Nowadays, it's pulling my infant son into bed with me for maybe a half hour or so to snuggle once he has started to wake up.  Not only does it buy me a little more time to snooze, but I love feeling him nestled up against me as he usually drops back off to sleep for a short time.  A very relaxing way to ease into the day :)

One activity you do everyday without fail…

Dance. We almost always have music on in the house and it's hard for me not to bust a move if a good dance song comes on.

A good day is…

one when I throw my to-do list out the window and allow time to flow organically.

Last thing you do at night…

I used to have a bad habit of falling to sleep listening to a tv show on my phone.  It's hard for me to fall asleep in total silence, so I have now replaced the tv show with listening to relaxing, instrumental music or a meditative "sleep story.”

What 3 things are vital to your day...

coffee, interaction with other humans, and my practice


Your most overused phrase…

I've recently become aware that at least one of them is, "Not right now."  Unfortunately, my toddler has appropriated that one and uses it pretty liberally when I ask her to do something, haha.

Go-to websites…

I spend a lot of time on my Google calendar.  Does that count? :D  Other than that, probably Facebook, Amazon (we order a lot online!), Wellness Mama & Yoga Journal. 

Most used emoji…

The laughing face with tears coming out of it's eyes.

How do you unwind…

I adore a good bath with bubble bath or scented salts, candles and, occasionally, a glass of wine.  I don't get to take them often these days, but when I do, I REALLY enjoy them!

What was your dream job as a child…

A supreme court justice.

Who is your greatest mentor…

I can't narrow it down to just one, so I will say my parents and my grandparents.  While all having different personalities, strengths and flaws, they all have or had several things in common that they passed down and that I value enormously: an intense love for family, faith, loyalty, an adventurous spirit, a strong work ethic, a great appreciation for education and learning and a deep and abiding concern for others that they translate(d) into action.

What one meeting changed your life…

Meeting my husband.  Our relationship is what brought me to North Carolina and is what has blossomed into the family that we have today.  He has also really challenged me to grow as a person and his support has allowed me to further my education and continue to evolve in my career in ways I had not even imagined.

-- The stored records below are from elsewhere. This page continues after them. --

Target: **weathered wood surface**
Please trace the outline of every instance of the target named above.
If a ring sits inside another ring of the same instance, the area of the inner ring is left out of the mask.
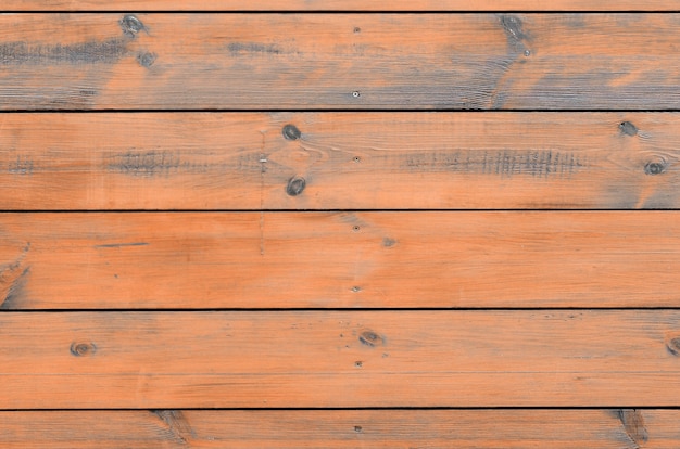
[[[680,14],[4,14],[1,110],[680,107]]]
[[[5,312],[0,408],[672,407],[679,322],[660,309]]]
[[[3,309],[679,307],[680,217],[0,216]]]
[[[677,208],[679,136],[675,113],[4,114],[0,209]]]
[[[678,11],[676,0],[3,0],[7,11]]]
[[[0,445],[156,448],[680,447],[677,410],[155,410],[0,412]]]

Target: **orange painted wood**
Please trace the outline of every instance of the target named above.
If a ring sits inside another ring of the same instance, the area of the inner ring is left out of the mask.
[[[673,211],[3,214],[0,232],[3,309],[680,305]]]
[[[4,0],[10,11],[677,11],[675,0]]]
[[[680,446],[677,410],[0,412],[8,449],[592,448]]]
[[[677,208],[679,136],[675,113],[4,114],[0,209]]]
[[[0,407],[671,407],[679,323],[659,309],[5,312]]]
[[[5,14],[0,108],[677,110],[680,14]]]

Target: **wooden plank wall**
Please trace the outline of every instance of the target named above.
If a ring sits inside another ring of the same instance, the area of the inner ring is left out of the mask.
[[[2,7],[0,447],[680,447],[676,1]]]

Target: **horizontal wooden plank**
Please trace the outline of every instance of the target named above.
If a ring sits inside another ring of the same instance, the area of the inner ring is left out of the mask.
[[[1,110],[680,107],[680,14],[3,14]]]
[[[4,114],[0,147],[5,210],[680,207],[675,113]]]
[[[678,11],[675,0],[4,0],[5,11]]]
[[[0,215],[3,309],[679,307],[680,217]]]
[[[0,313],[3,409],[672,407],[679,310]]]
[[[591,448],[680,446],[678,410],[0,412],[3,448]]]

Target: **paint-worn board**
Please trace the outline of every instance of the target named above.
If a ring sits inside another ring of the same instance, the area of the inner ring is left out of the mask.
[[[680,216],[0,216],[4,309],[679,307]]]
[[[680,311],[0,315],[3,409],[671,407]]]
[[[4,0],[5,11],[678,11],[676,0]]]
[[[0,412],[4,449],[680,447],[677,410]]]
[[[680,14],[7,14],[0,108],[680,107]]]
[[[670,208],[679,136],[675,113],[5,114],[0,209]]]

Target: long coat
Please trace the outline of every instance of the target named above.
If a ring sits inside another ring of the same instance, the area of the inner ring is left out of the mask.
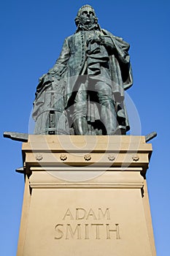
[[[84,75],[83,70],[87,64],[85,33],[85,31],[79,31],[65,39],[61,53],[55,65],[39,80],[39,84],[36,89],[36,98],[51,83],[53,77],[57,78],[58,80],[64,79],[66,81],[65,107],[68,105],[72,91],[77,89],[75,86],[77,86],[77,78],[80,75]],[[124,123],[125,122],[126,130],[128,130],[129,129],[128,120],[123,99],[124,90],[131,87],[133,83],[128,52],[129,45],[122,38],[114,36],[105,29],[98,30],[96,33],[103,37],[102,45],[108,54],[110,83],[117,120],[125,120]],[[34,107],[36,105],[36,99]]]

Biggest risk that has paid off…

In my early 20s, I was working for my dad and struggling to figure out what I wanted to do career-wise.  I had almost always planned to be a lawyer but was starting to question whether or not this was the right path for me.  When an opportunity came for me to travel for two weeks to Honduras to do some volunteer work, as I had done several times in the past, my dad turned down my vacation request since it would exceed my allotted vacation time for the year and he did not feel it would be fair to the other employees to give me extra time off.  In a very out of character move, I decided to quit my job with my dad and go on the trip to Honduras with no job prospects awaiting me on my return.  While on that trip, however, I reconnected with a friend from high school that worked for a social services agency that was hiring.  When we returned to the states, my friend set me up with an interview at his agency, and I began working there soon after.  That was my first job in the social work field and it set me on the path to a career that has suited me extremely well.

Failure is…

never having tried.

Success is…

challenging yourself to continue to grow by learning new things, exposing yourself to new ideas, new people and new experiences and stepping outside your comfort zone whenever possible regardless of the outcome.

Best piece of advice…

My grandmother, who suffered a lot of early childhood trauma and loss, was one of the most resilient women I know, while also being quite warm-hearted and loving.  She always used to quote the Serenity Prayer, "God, grant me the serenity to accept the things I cannot change, the courage to change the things I can and wisdom to know the difference."  I saw her find peace by living her life according to this credo and I aim every day to do the same.